L’OEuvre créatrice subsiste. Nous lui fournissons la temporalité par notre pensée. En définitive, nous ne lui apportons pas de temporalité. Elle ne la requiert pas dans son être statique. Nous ne créons la notion de temps que pour nous seuls, afin d’être en mesure de percevoir les événements d’une façon dissociée.

En venant au monde nous entrons dans un destin achevé. Nous entrons dans un destin bien précis, et non pas dans un autre, car nous lui correspondons inéluctablement par notre façon de penser, notre qualité psychique, notre position de vie et notre degré de développement. Par nos qualités et notre façon de penser nous générons, tout au long de la vie, des actes et nos propres manifestations. Ceux-ci traduisent notre propre personnalité et deviennent ainsi automatiquement des facteurs déterminant notre prochain destin, relativement à leur poids. Mais seulement relativement. Car bien d’autres facteurs y participent. Des influences environnantes, des relations entre notre environnement et nous, entre nous et notre environnement.

Autrement dit : nos actes et manifestations traduisent notre qualité et notre degré de développement. La loi de cause à effet les transpose dans nos prochaines vies. Ils servent de principal facteur pour la recherche de notre prochaine naissance et, de ce fait, de notre prochain destin. Or, ils ne sont pas les seuls.

Imaginons nos attitudes vis-à-vis d’autres personnes dans notre destin actuel, notre vie actuelle. Nous leur témoignons notre sympathie, plus ou moins grande, éprouvons du dégoût ou de l’indifférence envers eux. En réagissant ainsi, nous nous attachons à eux par un lien plus ou moins fort. Ce lien peut être momentané et faible ou, en cas de sympathie plus grande, durable et fort.
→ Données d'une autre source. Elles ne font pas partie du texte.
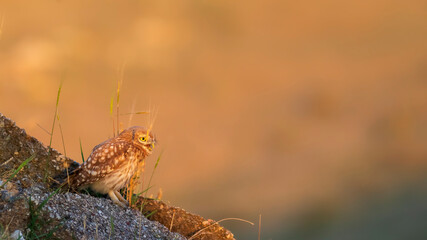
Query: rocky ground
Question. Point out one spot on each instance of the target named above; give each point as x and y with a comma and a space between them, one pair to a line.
31, 209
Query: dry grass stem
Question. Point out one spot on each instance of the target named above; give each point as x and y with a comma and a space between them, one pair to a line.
225, 219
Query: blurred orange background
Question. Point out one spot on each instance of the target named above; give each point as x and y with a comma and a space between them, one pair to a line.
310, 113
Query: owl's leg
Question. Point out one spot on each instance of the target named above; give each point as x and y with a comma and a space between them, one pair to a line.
115, 199
120, 197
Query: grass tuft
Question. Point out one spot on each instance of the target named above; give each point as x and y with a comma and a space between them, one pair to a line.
217, 222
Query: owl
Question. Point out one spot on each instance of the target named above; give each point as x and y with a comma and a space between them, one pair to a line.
112, 163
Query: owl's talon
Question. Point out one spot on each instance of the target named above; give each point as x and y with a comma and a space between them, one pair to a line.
114, 198
120, 197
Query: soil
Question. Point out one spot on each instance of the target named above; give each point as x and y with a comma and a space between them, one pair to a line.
30, 205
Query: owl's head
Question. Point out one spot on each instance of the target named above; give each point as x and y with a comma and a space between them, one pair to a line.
140, 137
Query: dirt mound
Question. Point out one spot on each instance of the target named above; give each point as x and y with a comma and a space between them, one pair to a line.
30, 209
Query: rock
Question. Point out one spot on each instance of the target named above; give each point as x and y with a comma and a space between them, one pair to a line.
27, 202
17, 235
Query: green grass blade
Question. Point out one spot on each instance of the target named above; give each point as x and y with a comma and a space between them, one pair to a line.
81, 150
23, 164
56, 112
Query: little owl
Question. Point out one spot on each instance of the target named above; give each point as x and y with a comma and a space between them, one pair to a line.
112, 163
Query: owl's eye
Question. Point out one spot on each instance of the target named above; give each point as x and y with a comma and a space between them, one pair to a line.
143, 139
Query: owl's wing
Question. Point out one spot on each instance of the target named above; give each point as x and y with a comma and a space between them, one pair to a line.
104, 159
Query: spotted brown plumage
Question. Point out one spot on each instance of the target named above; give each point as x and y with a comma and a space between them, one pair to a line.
112, 163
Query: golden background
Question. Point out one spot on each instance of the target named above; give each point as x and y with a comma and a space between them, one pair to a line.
304, 112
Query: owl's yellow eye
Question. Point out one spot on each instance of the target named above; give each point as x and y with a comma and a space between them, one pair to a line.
143, 139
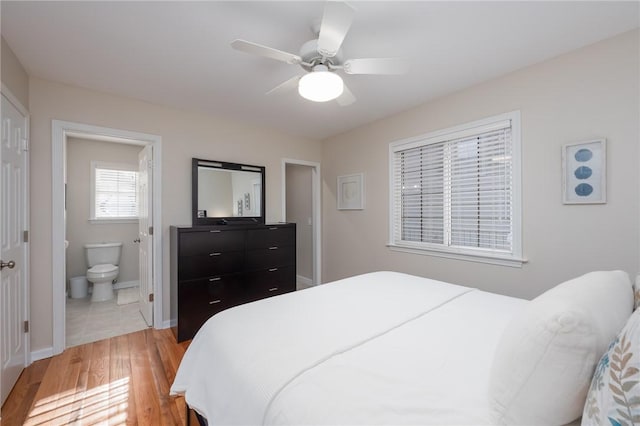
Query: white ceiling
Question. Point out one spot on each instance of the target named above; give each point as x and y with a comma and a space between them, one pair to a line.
177, 53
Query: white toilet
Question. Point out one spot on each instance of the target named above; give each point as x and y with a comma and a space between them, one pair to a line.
103, 260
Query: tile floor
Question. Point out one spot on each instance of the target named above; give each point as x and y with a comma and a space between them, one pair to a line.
88, 322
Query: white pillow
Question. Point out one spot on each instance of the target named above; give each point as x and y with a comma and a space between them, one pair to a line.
546, 357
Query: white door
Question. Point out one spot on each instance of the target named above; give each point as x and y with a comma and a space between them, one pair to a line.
145, 220
13, 251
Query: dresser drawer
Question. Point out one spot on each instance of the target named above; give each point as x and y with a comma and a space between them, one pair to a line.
207, 265
272, 281
198, 300
271, 258
271, 236
211, 241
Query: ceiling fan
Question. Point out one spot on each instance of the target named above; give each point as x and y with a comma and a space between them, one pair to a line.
322, 57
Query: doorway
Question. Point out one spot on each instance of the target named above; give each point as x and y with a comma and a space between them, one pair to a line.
14, 256
301, 204
62, 132
102, 211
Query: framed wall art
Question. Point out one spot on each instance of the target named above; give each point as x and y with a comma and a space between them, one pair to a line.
584, 172
351, 192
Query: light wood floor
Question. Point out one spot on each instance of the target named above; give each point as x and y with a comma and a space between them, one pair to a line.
124, 380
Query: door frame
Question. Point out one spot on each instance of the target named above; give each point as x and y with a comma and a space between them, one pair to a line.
316, 209
6, 92
60, 130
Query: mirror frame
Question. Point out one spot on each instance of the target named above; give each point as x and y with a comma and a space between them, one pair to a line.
204, 221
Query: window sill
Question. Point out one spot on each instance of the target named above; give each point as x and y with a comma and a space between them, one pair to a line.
112, 221
491, 259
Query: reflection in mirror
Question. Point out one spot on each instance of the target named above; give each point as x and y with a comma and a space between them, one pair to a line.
224, 192
220, 190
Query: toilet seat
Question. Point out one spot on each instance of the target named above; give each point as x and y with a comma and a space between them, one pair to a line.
102, 272
103, 269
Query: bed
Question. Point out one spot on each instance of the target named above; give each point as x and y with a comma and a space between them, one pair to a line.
384, 348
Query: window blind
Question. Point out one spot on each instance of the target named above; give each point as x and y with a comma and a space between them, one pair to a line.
115, 193
456, 191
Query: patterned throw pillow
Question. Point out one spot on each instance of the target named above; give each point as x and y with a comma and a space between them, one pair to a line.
614, 395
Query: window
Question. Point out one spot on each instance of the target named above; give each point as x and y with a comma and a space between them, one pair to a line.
114, 192
456, 192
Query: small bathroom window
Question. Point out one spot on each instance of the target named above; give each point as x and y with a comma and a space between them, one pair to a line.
114, 195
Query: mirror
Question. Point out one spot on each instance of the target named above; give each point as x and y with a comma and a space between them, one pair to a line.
224, 193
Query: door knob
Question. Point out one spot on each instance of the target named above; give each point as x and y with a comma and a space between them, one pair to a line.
10, 264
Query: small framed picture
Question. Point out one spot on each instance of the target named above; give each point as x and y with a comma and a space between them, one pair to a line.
351, 192
584, 173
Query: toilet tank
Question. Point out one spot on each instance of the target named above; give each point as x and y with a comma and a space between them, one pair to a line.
103, 253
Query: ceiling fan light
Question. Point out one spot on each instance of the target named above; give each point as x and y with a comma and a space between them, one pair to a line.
320, 86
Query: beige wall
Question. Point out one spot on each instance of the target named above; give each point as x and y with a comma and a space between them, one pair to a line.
80, 154
590, 93
184, 135
13, 75
299, 211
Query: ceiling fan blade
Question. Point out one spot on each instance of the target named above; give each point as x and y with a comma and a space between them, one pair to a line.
288, 85
346, 98
388, 66
269, 52
336, 21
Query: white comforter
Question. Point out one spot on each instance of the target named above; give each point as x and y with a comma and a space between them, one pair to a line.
379, 348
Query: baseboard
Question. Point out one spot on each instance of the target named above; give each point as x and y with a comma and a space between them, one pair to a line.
41, 354
126, 284
308, 282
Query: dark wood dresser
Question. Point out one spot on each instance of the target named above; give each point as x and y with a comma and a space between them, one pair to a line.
217, 267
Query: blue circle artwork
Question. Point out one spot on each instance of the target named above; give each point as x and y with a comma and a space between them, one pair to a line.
584, 190
583, 172
583, 155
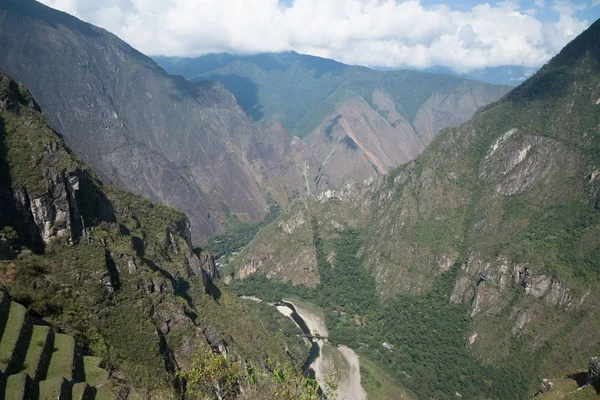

Les personnes que l’homme côtoie revêtent une importance non négligeable, notamment celles à qui il témoigne de la sympathie. Les personnes auxquelles nous nous sommes plus ou moins liés nous entraînent par leur influence vers leur prochain destin et nous, par notre sympathie, nous lions à eux à notre tour. Pour cette raison, des personnes aux mêmes déformations psychiques ne devraient pas se côtoyer et renforcer les liens réciproques par leurs sympathies. Cette raison explique aussi pourquoi les créatures matures du point de vue de leur développement ne s’attachent pas affectivement à une personne donnée, mais s’efforcent d’aimer tout étant de la même façon. Je ne vise pas la relation réciproque existant entre les différents individus. Si cette relation entre les individus n’existait pas, l’humanité cesserait de se reproduire. L’homme doit ressentir un attachement pour une autre personne mais, à la différence des gens ayant un niveau de développement inférieur, il n’asservit personne à cette relation.

Autrement dit : il a une relation avec certaines personnes (ses parents, son épouse, ses enfants), mais les place davantage dans une conscience générale qu’un individu à un stade de développement inférieur. Dans le cas contraire, les liens personnels exercent une influence relative sur la prochaine naissance. Par conséquent, notre qualité et nos actes, joints aux influences latérales de la vie actuelle, décident de notre prochaine vie. Selon ce principe, des familles et des sociétés entières se réincarnent ensemble dans de nombreuses vies et des créatures naissent dans la même nation ou dans les mêmes régions.

 

L’être est éternel. Le pouls, l’évolution de la vie, n’existe que dans notre pensée, comme si celle-ci le regardait seulement au fur et à mesure de son déroulement. L’OEuvre créatrice subsiste et se compose de destins individuels de tout. Nous nous réincarnons successivement dans les destins humains que nous percevons et traversons. Ces destins ont été créés à l’avance et nous les épousons comme tels. Cela signifie que les événements et progressions sont déjà déterminés, fixés, mais nous ne les connaissons pas à l’avance. À cause de notre développement imparfait. Si un très bon visionnaire se tenait devant notre berceau, il verrait et décrirait ce qui nous attend dans la vie, quel destin nous aurons. De même, un astrologue expérimenté. Car nous savons bien que les visionnaires existent et l’astrologie nous apporte également des preuves convaincantes de sa capacité de mettre en parallèle le cours des planètes et les destins des gens sur Terre. En effet, les regroupements d’étoiles et leurs mouvements sont comme une figure codée du même être et des mêmes événements sur notre planète. Si l’astrologue parvient à calculer la disposition des étoiles passée ou future, à n’importe quel moment, à décoder correctement leur position et à la transposer sur l’être et les événements de ce moment, il peut également déceler les faits passés ou futurs. L’astrologie nous en a fournit déjà de nombreuses preuves et peut en fournir d’autres à tout moment. Son existence est justifiée et ses résultats sont objectifs.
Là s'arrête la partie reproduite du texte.